Among several methods of posterior spinal instrumentation, the use of the spinous processes as anchors provides less biomechanical strength than pedicle screw fixation [3], but produces no complications such as spinal fluid leakage or nerve injury, and requires no excessive excision of the paraspinal muscles [4]. In addition, the relatively low invasiveness of spinal instrumentation using the spinous processes is a key advantage, because such method is associated with shortened operation time, reduced bleeding, and reduced length of subsequent hospital stay. Thus, the Tadpole system® we have developed, which is an easy-to-perform fixation technique that is less invasive than other techniques, may become widely accepted and can be expected to result in good cost-effectiveness.

Spinal instrumentation using the spinous processes as anchors has been performed for approximately 50 years [5, 6]. In case studies, the Daab plate and the Wilson plate have been used, and large-scale studies have not been conducted as yet. The pull-out strength of the spinous process wiring technique developed by Drummond et al. [7] was reported to be 30% to 45%, compared with sublaminar wiring. This suggests that sublaminar wiring is preferable to spinous process wiring [3]. Coe et al. [8] reported that the fracture load of the spinous process is one-fifth to one-half of that of the vertebral arch. Because the biomechanical strength of the spinous process is not high, there is limited flexibility in spinal instrumentation using the spinous process as an anchor, but recent studies of lumbar fusion surgery using the Lumbar Alligator Spinal system® [9] and CD Horizon Spire spinous process plate® [4, 10] have shown relatively favorable clinical outcomes. In a biomechanical study carried out by Shepherd et al. [11], holding the spinous process with a hook provided sufficient holding ability. Thus, the available evidence indicates that the Tadpole system® has advantages over other systems.

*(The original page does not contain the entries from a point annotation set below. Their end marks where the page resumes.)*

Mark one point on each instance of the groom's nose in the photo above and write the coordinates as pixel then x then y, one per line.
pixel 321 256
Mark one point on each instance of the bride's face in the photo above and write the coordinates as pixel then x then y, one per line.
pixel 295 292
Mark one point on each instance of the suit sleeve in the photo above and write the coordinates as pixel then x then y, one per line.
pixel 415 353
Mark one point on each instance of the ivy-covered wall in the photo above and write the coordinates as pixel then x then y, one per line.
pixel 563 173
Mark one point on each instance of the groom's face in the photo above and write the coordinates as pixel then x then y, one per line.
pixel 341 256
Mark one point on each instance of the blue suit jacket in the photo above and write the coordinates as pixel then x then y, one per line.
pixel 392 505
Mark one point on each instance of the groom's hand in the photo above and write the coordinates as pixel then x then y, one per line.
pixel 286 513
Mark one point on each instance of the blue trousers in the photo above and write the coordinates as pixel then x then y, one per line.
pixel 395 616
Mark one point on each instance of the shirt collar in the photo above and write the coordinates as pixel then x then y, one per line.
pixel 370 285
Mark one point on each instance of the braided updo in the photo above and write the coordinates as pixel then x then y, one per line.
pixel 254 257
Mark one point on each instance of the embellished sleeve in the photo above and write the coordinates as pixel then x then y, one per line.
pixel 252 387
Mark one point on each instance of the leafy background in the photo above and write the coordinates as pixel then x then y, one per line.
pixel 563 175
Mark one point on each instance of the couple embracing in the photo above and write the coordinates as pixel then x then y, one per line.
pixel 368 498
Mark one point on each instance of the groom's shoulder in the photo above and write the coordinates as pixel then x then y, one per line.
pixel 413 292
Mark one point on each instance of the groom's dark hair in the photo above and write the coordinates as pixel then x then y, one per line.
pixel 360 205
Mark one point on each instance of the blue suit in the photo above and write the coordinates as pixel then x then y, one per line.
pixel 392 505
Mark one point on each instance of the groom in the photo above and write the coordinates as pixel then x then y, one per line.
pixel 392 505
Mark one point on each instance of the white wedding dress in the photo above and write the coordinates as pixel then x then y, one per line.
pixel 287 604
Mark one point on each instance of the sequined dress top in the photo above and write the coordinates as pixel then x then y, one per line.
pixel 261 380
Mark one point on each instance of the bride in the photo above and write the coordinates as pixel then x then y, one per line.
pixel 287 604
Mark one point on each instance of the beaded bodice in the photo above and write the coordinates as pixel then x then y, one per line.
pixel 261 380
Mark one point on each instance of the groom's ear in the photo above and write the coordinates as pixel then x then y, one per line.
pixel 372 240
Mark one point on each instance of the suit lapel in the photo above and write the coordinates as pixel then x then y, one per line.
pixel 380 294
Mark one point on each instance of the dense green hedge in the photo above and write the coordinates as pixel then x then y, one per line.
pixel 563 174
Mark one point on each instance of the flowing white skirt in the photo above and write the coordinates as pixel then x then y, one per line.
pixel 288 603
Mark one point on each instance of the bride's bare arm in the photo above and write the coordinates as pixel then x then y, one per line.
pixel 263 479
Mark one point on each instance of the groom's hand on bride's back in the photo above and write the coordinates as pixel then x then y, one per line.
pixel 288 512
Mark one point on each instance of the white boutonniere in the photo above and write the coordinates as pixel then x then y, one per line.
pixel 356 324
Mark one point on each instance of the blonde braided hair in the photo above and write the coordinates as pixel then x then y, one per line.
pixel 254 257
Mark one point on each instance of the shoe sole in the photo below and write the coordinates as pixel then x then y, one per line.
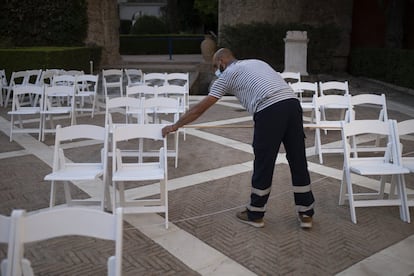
pixel 252 223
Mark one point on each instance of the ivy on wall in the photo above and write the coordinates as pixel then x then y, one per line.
pixel 43 23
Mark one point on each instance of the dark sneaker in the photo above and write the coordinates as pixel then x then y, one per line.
pixel 305 221
pixel 242 216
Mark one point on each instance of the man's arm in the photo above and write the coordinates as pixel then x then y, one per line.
pixel 192 114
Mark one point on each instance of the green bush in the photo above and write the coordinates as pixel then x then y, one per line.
pixel 159 44
pixel 68 58
pixel 148 24
pixel 265 41
pixel 389 65
pixel 42 23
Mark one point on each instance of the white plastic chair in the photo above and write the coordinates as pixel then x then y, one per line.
pixel 155 108
pixel 86 88
pixel 373 101
pixel 405 132
pixel 127 170
pixel 382 166
pixel 154 79
pixel 61 222
pixel 310 88
pixel 17 78
pixel 20 109
pixel 134 77
pixel 327 123
pixel 92 171
pixel 112 79
pixel 58 100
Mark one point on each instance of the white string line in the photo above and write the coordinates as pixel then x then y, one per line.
pixel 220 211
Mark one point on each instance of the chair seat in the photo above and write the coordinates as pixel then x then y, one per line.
pixel 25 110
pixel 131 172
pixel 408 162
pixel 376 167
pixel 76 172
pixel 58 110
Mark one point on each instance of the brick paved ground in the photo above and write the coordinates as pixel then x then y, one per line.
pixel 206 208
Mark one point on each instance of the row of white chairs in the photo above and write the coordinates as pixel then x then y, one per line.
pixel 391 163
pixel 29 77
pixel 350 104
pixel 112 79
pixel 22 228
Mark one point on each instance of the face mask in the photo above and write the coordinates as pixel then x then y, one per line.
pixel 218 73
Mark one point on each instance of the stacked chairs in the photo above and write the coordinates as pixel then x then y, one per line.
pixel 22 108
pixel 388 164
pixel 94 170
pixel 61 222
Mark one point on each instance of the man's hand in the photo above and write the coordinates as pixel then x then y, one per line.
pixel 168 129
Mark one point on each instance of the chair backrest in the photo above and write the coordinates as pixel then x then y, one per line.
pixel 305 87
pixel 155 79
pixel 370 99
pixel 331 100
pixel 138 91
pixel 291 77
pixel 24 95
pixel 33 76
pixel 83 131
pixel 62 222
pixel 160 105
pixel 66 80
pixel 87 83
pixel 134 76
pixel 120 104
pixel 334 87
pixel 360 127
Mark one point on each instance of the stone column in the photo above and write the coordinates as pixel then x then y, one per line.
pixel 296 47
pixel 103 29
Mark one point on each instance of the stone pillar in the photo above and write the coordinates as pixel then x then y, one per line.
pixel 296 47
pixel 103 30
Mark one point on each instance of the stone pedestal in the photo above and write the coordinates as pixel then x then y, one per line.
pixel 296 48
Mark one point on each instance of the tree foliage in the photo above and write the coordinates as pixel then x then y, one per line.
pixel 43 23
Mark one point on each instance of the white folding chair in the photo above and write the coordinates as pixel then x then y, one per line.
pixel 157 107
pixel 112 79
pixel 86 88
pixel 154 79
pixel 405 132
pixel 134 77
pixel 325 122
pixel 62 222
pixel 376 103
pixel 17 78
pixel 94 171
pixel 6 237
pixel 20 108
pixel 127 170
pixel 58 100
pixel 382 166
pixel 310 89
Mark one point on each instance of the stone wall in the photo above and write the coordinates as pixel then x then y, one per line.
pixel 315 13
pixel 103 29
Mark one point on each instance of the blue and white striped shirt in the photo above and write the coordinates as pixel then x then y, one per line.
pixel 254 83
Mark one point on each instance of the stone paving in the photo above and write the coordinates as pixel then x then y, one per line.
pixel 211 183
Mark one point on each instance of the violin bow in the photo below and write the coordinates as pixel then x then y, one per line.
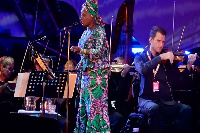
pixel 173 25
pixel 110 39
pixel 180 39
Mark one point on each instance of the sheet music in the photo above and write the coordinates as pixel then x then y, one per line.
pixel 22 81
pixel 72 82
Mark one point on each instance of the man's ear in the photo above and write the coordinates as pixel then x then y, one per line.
pixel 150 40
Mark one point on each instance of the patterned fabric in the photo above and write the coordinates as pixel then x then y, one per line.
pixel 92 8
pixel 93 107
pixel 95 41
pixel 92 114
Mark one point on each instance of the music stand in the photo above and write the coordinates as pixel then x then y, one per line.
pixel 49 88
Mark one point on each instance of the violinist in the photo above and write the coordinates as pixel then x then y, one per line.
pixel 157 81
pixel 7 100
pixel 120 103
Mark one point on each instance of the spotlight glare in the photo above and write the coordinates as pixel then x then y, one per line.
pixel 187 52
pixel 137 50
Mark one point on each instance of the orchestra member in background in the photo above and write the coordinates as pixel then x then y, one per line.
pixel 120 99
pixel 61 102
pixel 157 82
pixel 7 100
pixel 94 51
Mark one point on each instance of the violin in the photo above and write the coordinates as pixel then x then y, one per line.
pixel 178 58
pixel 119 67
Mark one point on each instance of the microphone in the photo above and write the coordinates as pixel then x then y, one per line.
pixel 42 38
pixel 71 26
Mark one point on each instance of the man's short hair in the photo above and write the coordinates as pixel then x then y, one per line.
pixel 156 29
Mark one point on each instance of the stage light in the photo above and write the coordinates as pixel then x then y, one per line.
pixel 187 52
pixel 137 50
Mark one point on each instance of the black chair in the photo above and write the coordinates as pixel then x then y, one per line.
pixel 139 120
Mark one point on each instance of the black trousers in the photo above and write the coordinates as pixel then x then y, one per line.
pixel 160 112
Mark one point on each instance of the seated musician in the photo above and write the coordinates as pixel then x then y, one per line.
pixel 7 100
pixel 61 102
pixel 120 104
pixel 157 82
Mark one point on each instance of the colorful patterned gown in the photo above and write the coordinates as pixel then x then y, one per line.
pixel 92 114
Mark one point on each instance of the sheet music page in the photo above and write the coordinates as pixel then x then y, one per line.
pixel 72 82
pixel 22 81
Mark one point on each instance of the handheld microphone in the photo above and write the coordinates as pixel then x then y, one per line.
pixel 71 26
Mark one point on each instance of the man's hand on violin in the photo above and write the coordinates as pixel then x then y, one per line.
pixel 126 69
pixel 191 59
pixel 167 56
pixel 76 49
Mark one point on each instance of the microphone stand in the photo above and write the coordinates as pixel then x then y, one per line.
pixel 67 102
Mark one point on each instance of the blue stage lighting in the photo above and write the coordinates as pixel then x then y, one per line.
pixel 137 50
pixel 187 52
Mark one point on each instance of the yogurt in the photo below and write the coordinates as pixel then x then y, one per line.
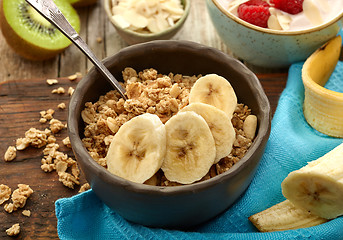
pixel 315 13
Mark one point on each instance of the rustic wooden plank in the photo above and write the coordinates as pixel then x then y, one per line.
pixel 20 104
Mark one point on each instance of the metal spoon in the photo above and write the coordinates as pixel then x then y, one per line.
pixel 49 10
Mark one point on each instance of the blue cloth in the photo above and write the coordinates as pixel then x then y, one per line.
pixel 291 145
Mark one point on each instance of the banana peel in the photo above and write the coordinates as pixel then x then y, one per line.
pixel 323 108
pixel 284 216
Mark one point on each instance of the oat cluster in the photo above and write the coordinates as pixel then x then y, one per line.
pixel 151 92
pixel 19 197
pixel 147 91
pixel 53 160
pixel 14 230
pixel 18 200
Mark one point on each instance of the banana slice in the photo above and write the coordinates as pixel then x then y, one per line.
pixel 190 148
pixel 216 91
pixel 220 125
pixel 138 148
pixel 284 216
pixel 323 107
pixel 318 187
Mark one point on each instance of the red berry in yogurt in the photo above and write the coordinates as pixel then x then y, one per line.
pixel 255 12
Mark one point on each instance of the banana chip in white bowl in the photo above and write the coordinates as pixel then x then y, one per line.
pixel 138 21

The mean intervertebral fusion rate in the present study was as high as the 96% attained with lumbar fusion surgery using pedicle screw fixation [1214]. The Lumbar Alligator Spinal system® with spinal instrumentation using the spinous process as an anchor was associated with an intervertebral fusion rate of 92.7% (104 of 107 patients) [9], and the intervertebral fusion rate of our Tadpole system® was 93.5%, which is quite good.

In future studies, we plan to: 1) use data from long-term follow-up clinical studies; 2) increase the number of study patients; 3) use clinical data for a unilateral approach; 4) examine postoperative changes in vertebral bodies adjacent to fixed vertebrae; and 5) attempt to establish the criteria for deciding between pedicle screw fixation, the Tadpole system®, and no spinal instrumentation.


The clinical outcomes of the Tadpole system® were generally favorable. Therefore, we conclude that this system is a useful, easy-to-use and safe spinal instrumentation technique for lumbar fusion surgery.